On dira, à l’instar du Juge Tyndale, alors qu’il était à la Cour d’appel du Québec, « qu’un secret, une fois révélé, cesse de l’être ». Cet adage a longtemps été repris afin de soutenir le principe voulant qu’un secret professionnel divulgué à un tiers, qui peut à son tour divulguer librement ledit secret, emporte renonciation de la protection à l’égard de tous. Or, ce principe a depuis été modulé pour tenir compte du contexte entourant la divulgation d’un secret professionnel – que cette divulgation ait été faite de manière explicite ou implicite.
À titre d’exemple récent, dans l’arrêt Centre universitaire de santé McGill c. Lemay, la Cour d’appel du Québec module à nouveau le principe voulant que la divulgation d’un secret professionnel à un tiers entraîne nécessairement la renonciation de la protection à l’égard d’autres tiers, et ce, dans le contexte d’une enquête criminelle menée par un corps de police.
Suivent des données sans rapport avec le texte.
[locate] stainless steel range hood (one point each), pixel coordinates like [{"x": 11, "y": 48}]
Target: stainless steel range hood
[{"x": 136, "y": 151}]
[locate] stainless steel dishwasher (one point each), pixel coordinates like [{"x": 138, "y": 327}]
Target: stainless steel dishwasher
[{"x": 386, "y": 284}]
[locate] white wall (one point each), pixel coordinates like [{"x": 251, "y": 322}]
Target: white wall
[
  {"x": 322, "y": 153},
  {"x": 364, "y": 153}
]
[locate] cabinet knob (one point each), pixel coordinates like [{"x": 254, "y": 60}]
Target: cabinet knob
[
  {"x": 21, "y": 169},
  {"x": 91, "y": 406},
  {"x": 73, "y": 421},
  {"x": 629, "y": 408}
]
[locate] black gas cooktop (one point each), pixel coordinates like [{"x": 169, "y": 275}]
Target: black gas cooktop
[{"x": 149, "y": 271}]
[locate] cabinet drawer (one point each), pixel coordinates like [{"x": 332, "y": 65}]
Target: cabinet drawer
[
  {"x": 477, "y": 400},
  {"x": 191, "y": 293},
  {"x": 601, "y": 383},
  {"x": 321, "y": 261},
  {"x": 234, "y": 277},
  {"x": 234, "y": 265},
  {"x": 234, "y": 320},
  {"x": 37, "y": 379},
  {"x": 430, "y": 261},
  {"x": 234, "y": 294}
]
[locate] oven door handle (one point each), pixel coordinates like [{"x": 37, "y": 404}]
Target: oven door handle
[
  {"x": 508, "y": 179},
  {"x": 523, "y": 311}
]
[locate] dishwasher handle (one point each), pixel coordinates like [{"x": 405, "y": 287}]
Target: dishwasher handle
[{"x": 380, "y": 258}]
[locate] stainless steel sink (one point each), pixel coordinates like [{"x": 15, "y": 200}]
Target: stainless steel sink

Sous la plume du juge Mainville, à laquelle souscrivent les juges Lavallée et Kalichman, la Cour d’appel du Québec retiendra qu’une divulgation faite dans le but de collaborer à une enquête criminelle (et éventuellement à des procédures criminelles) menée par un corps policier – ici l’Unité permanente anticorruption (l’« UPAC ») – n’entraîne pas en soi la perte de la protection du secret professionnel à l’égard d’autres tiers.
Dans cette affaire, l’UPAC enquêtait sur des allégations de collusion et de corruption dans l’octroi de contrats. Un des organismes concernés avait alors mandaté un avocat afin de le conseiller face à ces allégations. L’avocat mandaté a ensuite retenu les services d’un cabinet spécialisé en juricomptabilité. Une fois le rapport de ce cabinet terminé, l’organisme décide de collaborer avec l’UPAC aux fins de l’enquête criminelle et lui remet une copie du rapport. Une demande d’accès à l’information visant ce rapport est ensuite faite à l’organisme par un journaliste.
Alors que la Cour supérieure avait conclu que la remise du rapport de juricomptabilité par l’organisme à l’UPAC emportait renonciation au secret professionnel (infirmant ainsi les décisions antérieures de la Commission d’accès à l’information et de la Cour du Québec), la Cour d’appel a plutôt conclu que l’organisme n’avait pas renoncé au secret professionnel suivant les faits particuliers de cette affaire.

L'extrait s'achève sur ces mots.